Of course, you've heard of the Irish poet W.B. Yeats, but what about the rest of his artist family?
I went to see the Book of Kells at Trinity College yesterday as all good tourists named Kelly should. The book is on display in the Old Library, which was built in 1732.
Aside from the Book of Kells, the Old Library is home to The Long Room (not that long, really, just 65 metres). Right now the Long Room is playing host to a fascinating, if undercurated, exhibit called "Irish Genius: The Yeats Family & the Cuala Press."
Inspired by the Arts and Crafts movement, W.B.'s sisters Elizabeth Corbett Yeats and Lily Yeats, along with Evelyn Gleeson, the daughter of an Irish doctor, established the Cuala Press (originally the Dun Emer Press) in 1902 [Bartleby entry]. Cuala was the most important literary publishing house in Dublin in the first half of the twentieth century, publishing Yeats, Joyce, Gogarty, Synge and many others.
Elizabeth Corbett, originally an art teacher, was in charge of the printing, while her sister Lily did the embroidery and Evelyn did the weaving for the press.

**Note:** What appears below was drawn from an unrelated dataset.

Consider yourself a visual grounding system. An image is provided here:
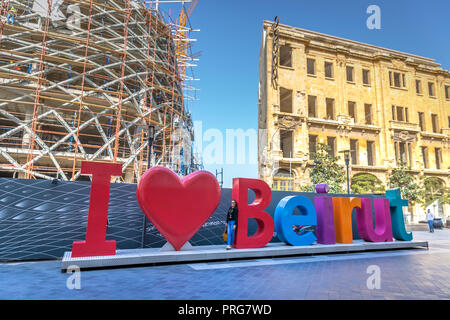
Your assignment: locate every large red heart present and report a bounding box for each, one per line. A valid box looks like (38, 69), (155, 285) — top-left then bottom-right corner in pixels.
(136, 167), (220, 250)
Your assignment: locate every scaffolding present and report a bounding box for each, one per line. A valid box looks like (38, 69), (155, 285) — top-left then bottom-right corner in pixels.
(0, 0), (199, 183)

Brother John (Jack) Yeats, a painter of some repute, did much of the illustration. Jack's wife Mary Cotterham-Yeats, who he met at Art College, made the designed for Lily's embroidery. William Butler was on the masthead as literary advisor. Cuala also sometimes employed "lithographer, engraver, master printer and typographic designer" Sir Emery Walker.

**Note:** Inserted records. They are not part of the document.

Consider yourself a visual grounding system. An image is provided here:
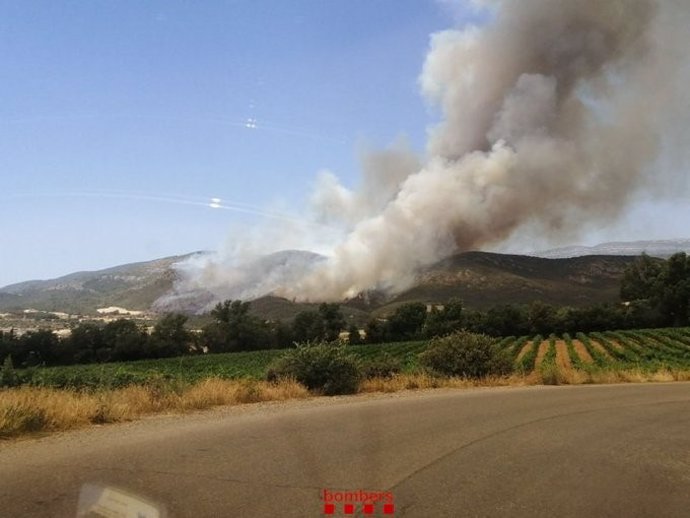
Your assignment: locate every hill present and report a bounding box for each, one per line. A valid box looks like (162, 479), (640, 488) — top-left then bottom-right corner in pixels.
(0, 248), (634, 316)
(375, 252), (635, 314)
(534, 239), (690, 259)
(0, 252), (204, 315)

Cuala certainly succeeded in its objective "to find work for Irish Hands in the making of beautiful things." I leaned heavily on the glass cases, wishing to reach in and touch some of the more gorgeous items on display.
I particularly love the long and windy colophons -- scribal notes -- that E.C. put in red ink at the end of all the books Cuala published. An example:
Here ends 'Certain Noble Plays of Japan:' From the Manuscripts of Ernest Fenollosa, chosen and finished by Ezra Pound. Printed and Published by Elizabeth Corbett Years at the Cuala Press, Churchtown, Dundrum, in the county of Dublin, Ireland. Finished on the Twentieth Day of July, In the eyar of the Sinn Fein rising, Nineteen Hundred and Sixteen.Another one, at the end of W.B. Yeats' "In the Seven Woods," notes that the book was published in "The Year of the Big Wind, Nineteen Hundred and Three." (Joyce parodied Cuala's wordy colophons in the first chapter of Ulysses.)
(For those interested in typography, Cuala used Caslon type, a classic 18th Century typeface.)
The Book of Kells was wonderful too, needless to say. I did, however, end up spending more time perusing the exhibit about the Cuala Press. The two together were a one-two Irish bookmaking knockout.